MECHANICAL ENGINEERING
800: Elementary Thermodynamics:
12:30-1:30, T. Th. S.
Physical units and their measurement. Properties of the permanent gases, of
steam, ammonia, and carbon dioxide. Laws of thermodynamics. Fuels and combustion.
The transformation of heat into mechanical work and the production of
cold. The generation of steam. (Fall.)
Assistant Professor Morse and Mr. Copper.
801: Elementary Applied Thermodynamics:
12:30-1:30, T. Th. S.
An introduction to the design and performance of stokers, boilers, and boiler
auxiliaries, steam engines and turbines, internal combustion engines, and refrigerating
plants. (Winter.)
Assistant Professor Morse and Mr. Copper.
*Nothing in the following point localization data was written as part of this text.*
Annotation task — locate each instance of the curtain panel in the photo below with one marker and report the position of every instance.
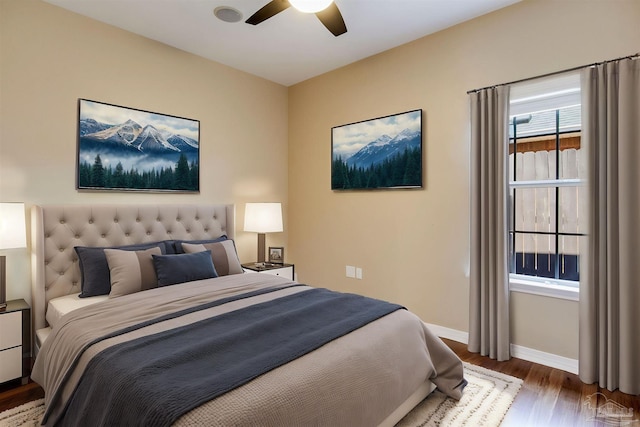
(610, 289)
(489, 276)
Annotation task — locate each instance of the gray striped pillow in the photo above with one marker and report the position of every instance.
(131, 271)
(224, 256)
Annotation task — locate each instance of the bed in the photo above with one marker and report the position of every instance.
(221, 348)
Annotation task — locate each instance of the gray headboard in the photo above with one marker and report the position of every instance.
(57, 229)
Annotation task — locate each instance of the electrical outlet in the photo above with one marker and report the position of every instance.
(351, 271)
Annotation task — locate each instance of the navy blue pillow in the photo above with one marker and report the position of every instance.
(180, 268)
(94, 268)
(177, 244)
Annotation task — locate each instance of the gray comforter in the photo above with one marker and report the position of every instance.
(357, 379)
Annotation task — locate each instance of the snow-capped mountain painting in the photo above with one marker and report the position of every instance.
(380, 153)
(128, 149)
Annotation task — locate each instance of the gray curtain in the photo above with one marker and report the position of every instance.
(610, 286)
(489, 283)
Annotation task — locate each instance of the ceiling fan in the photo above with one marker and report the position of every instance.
(326, 11)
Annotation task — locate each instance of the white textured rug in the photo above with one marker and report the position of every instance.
(26, 415)
(485, 402)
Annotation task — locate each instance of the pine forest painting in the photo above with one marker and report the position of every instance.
(379, 153)
(126, 149)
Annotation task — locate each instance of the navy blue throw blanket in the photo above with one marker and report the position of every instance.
(156, 379)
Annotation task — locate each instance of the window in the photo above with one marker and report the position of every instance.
(547, 168)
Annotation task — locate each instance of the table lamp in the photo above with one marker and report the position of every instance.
(263, 218)
(13, 235)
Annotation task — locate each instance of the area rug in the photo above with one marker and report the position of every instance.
(485, 402)
(26, 415)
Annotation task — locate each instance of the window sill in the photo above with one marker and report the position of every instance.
(553, 290)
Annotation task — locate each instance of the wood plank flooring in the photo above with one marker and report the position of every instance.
(548, 397)
(551, 397)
802: General Thermodynamics:
11:30-12:30, M. W. F.
Energy transformations. Laws of thermodynamics. Changes of state. Entropy
and availability. Thermodynamic properties of gases and vapors. Power
cycles for gases and vapors. Refrigeration cycles for gases and vapors. Fluids in
motion. Thermodynamics of the steam engine, steam turbine, and Diesel engine.
Theory of the combustion of fuels. (Fall.)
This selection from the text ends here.